En dépit de leurs griefs contre la politique du gouvernement, les citoyens qui lancent régulièrement sur les réseaux sociaux des appels à la solidarité avec Benghabrit et Aïssa font la part des choses. Ils savent que le travail des deux responsables n’est pas conjoncturel, mais détermine l’avenir de leurs enfants, de leur pays qui ne s’émancipera pas s’il ne se débarrasse pas de cette mainmise étrangère.
«Nos jeunes sont immunisés par leurs aïeuls»

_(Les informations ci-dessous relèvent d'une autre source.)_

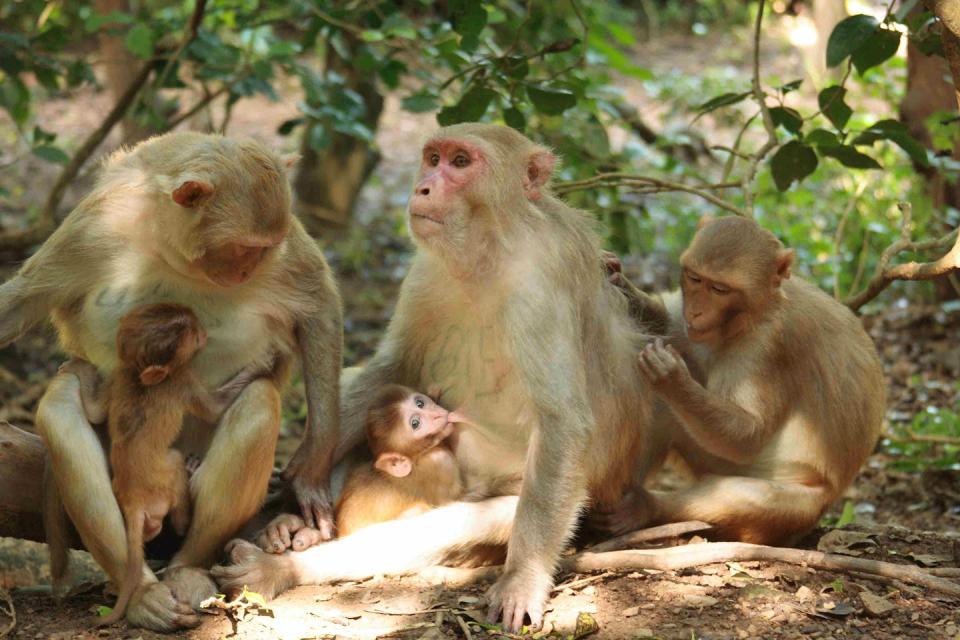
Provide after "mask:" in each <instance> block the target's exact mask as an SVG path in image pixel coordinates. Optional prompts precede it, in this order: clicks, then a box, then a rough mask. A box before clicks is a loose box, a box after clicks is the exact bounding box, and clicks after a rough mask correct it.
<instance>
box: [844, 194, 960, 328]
mask: <svg viewBox="0 0 960 640" xmlns="http://www.w3.org/2000/svg"><path fill="white" fill-rule="evenodd" d="M897 206H898V207H900V211H902V212H903V225H902V226H901V228H900V239H899V240H897V241H896V242H894V243H893V244H891V245H890V246H889V247H887V248H886V249H884V251H883V253H882V254H881V255H880V259H879V261H878V262H877V267H876V269H875V270H874V274H873V277H872V278H870V281H869V282H867V286H866V287H865V288H864V289H863V290H862V291H860V292H859V293H857V294H854V295H851V296H850V297H848V298H847V299H846V300H844V301H843V303H844V304H845V305H847V306H848V307H850V308H851V309H853V310H854V311H857V310H858V309H859V308H860V307H862V306H863V305H865V304H866V303H868V302H870V301H871V300H873V299H874V298H876V297H877V296H878V295H880V292H881V291H883V290H884V289H886V288H887V287H889V286H890V284H891V283H893V282H894V281H895V280H932V279H933V278H937V277H940V276H942V275H945V274H948V273H952V272H954V271H956V270H960V234H958V233H957V230H956V229H954V230H953V231H951V232H950V233H948V234H946V235H944V236H942V237H940V238H937V239H935V240H925V241H923V242H914V241H912V240H911V239H910V233H911V231H912V227H913V219H912V211H913V210H912V207H911V205H910V203H908V202H901V203H900V204H899V205H897ZM947 248H949V250H948V251H947V253H945V254H944V255H943V256H942V257H940V258H939V259H937V260H934V261H933V262H907V263H903V264H897V265H893V266H890V261H891V260H893V258H895V257H896V256H897V255H898V254H900V253H902V252H904V251H912V252H921V251H932V250H943V249H947Z"/></svg>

«Les jeunes Algériens n’ont pas besoin de passer les frontières pour rechercher une forme de religiosité autre que celle reçue de leurs aïeuls» a déclaré hier Mohamed Aïssa, le ministre des Affaires religieuses et des Wakfs. S’exprimant à l’ouverture du 2ème Séminaire national sur la récitation du Coran organisé à Tébessa, il a en outre affirmé «ce que nous avons hérité de nos aïeux a assuré à l’Algérie son unité et son équilibre et a forcé les autres à nous respecter». En revanche, a-t-il estimé, «des idées intruses ont été à l’origine du terrorisme et du déploiement du discours de la haine». Et pour faire barrage à ces écueils, il a préconisé promouvoir «l’authentique héritage religieux de la société» seul garant pour «protéger le pays contre les mouvements sectaires qui visent à diviser la société et contre lesquels l’Etat est en état de veille constante». En matière de lutte contre les sectes et le prosélytisme, le ministre a annoncé que des textes bientôt seront promulgués pour organiser les affaires des mosquées. Il a en outre mis l’accent sur la formation rappelant que, depuis 2008, le recrutement des imams et des employés de la mosquée est conditionné par un niveau d’instruction adapté.